Expression Coupled Gene Activation

Another means to detect recombinant gene expression, which has recently gained substantial popularity, is the coupling of recombinant gene expression to the transactivation of another unique gene This approach, an example of which is the yeast two-hybrid system, is particularly useful for the detection of interacting proteins, and the assay is performed in vivo rather than in vitro, thus permitting the detection of such proteins in their native, biologically active state. The yeast two-hybrid system takes advantage of the fact that many eukaryotic transcription activators are made up of structurally separable and functionally independent domains. For example, the yeast transcriptional activator protein GAL4 contains a DNA-binding domain (DNA-BD), which recognizes a 17 base-pair DNA sequence, and an activation domain (AD). Upon DNA-BD binding to the specific upstream region of GAL4-responsive genes, the AD interacts with other components of the machinery to initiate transcription. Thus, both domains are needed in an interactive manner for specific gene activation to take place. In the popular yeast two-hybrid system, the two GAL4 domains are separately fused to genes encoding proteins that interact with each other, and these recombinant hybrid proteins are expressed in yeast. Interaction of the two-hybrid proteins brings the two GAL4 domains in close enough proximity to form a functional gene activator, resulting in the expression of specific reporter gene(s), thereby rendering the protein interaction, i.e , expression of the desired recombinant protein, phenotypically identifiable.
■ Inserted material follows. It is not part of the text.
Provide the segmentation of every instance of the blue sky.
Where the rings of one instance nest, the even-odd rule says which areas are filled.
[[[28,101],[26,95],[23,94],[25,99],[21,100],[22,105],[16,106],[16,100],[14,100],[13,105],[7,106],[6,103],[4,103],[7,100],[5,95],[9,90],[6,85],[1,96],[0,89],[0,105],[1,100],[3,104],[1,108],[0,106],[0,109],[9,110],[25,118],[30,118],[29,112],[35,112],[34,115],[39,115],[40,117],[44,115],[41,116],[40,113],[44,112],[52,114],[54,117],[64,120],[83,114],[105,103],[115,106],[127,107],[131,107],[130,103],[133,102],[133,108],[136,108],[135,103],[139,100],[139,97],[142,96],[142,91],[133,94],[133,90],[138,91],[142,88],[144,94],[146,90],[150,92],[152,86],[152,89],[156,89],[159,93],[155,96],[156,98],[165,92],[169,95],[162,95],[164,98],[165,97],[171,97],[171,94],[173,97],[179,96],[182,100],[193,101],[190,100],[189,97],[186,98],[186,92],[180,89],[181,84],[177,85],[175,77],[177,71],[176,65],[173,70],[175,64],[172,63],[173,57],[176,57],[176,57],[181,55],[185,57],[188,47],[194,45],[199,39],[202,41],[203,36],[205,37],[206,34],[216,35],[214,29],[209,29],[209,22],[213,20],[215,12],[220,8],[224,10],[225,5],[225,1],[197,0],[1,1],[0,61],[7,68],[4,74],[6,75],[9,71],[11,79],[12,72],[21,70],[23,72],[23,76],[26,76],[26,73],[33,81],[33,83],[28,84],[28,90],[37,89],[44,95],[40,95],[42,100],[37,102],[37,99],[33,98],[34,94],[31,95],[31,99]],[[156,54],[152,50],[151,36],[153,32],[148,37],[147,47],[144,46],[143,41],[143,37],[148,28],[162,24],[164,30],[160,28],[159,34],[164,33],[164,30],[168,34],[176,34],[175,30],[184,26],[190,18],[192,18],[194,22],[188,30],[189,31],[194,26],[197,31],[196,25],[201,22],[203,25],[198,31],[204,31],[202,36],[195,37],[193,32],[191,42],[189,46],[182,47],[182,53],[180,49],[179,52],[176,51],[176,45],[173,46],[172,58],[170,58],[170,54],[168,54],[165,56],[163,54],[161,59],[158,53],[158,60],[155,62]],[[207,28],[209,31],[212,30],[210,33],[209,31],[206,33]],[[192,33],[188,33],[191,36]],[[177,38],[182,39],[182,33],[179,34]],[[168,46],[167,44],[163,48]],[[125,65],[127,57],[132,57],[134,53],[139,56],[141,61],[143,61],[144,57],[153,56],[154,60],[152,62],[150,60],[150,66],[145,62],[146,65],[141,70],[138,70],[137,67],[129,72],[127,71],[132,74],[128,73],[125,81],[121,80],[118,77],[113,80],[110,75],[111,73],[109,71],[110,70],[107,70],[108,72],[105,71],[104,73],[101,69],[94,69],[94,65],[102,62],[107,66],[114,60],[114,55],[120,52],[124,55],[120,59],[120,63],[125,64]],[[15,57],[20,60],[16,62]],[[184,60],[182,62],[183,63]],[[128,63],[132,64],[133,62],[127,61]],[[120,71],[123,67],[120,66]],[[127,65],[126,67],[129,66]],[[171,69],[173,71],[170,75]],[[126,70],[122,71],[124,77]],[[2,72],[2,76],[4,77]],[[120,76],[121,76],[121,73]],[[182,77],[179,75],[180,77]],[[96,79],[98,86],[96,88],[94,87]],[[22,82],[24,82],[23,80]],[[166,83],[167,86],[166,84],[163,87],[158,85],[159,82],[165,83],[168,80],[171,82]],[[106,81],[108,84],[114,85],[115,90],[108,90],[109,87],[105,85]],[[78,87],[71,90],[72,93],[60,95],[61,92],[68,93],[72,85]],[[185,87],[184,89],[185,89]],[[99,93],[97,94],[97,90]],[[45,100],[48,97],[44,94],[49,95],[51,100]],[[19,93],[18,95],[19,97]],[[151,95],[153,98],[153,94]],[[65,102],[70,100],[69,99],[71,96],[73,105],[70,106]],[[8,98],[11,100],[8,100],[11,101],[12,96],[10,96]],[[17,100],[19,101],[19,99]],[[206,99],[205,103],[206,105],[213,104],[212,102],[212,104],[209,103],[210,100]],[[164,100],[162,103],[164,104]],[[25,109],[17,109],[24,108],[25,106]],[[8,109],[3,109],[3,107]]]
In practice, the target protein gene is ligated to the DNA-BD in the form of an expression vector. The gene of interest, whose activity includes interaction with the target protein, is ligated into an AD vector. The two hybrid plasmids are then cotransformed into specialized yeast reporter strain. Expression of the desired gene thus activates a known GAL4 responsive gene(s) and confers specific phenotype to the host cell, which can be selectively identified Protocols utilizing the two-hybrid system and its variants are described in several chapters in this book (Chapter 12, 15, and 16).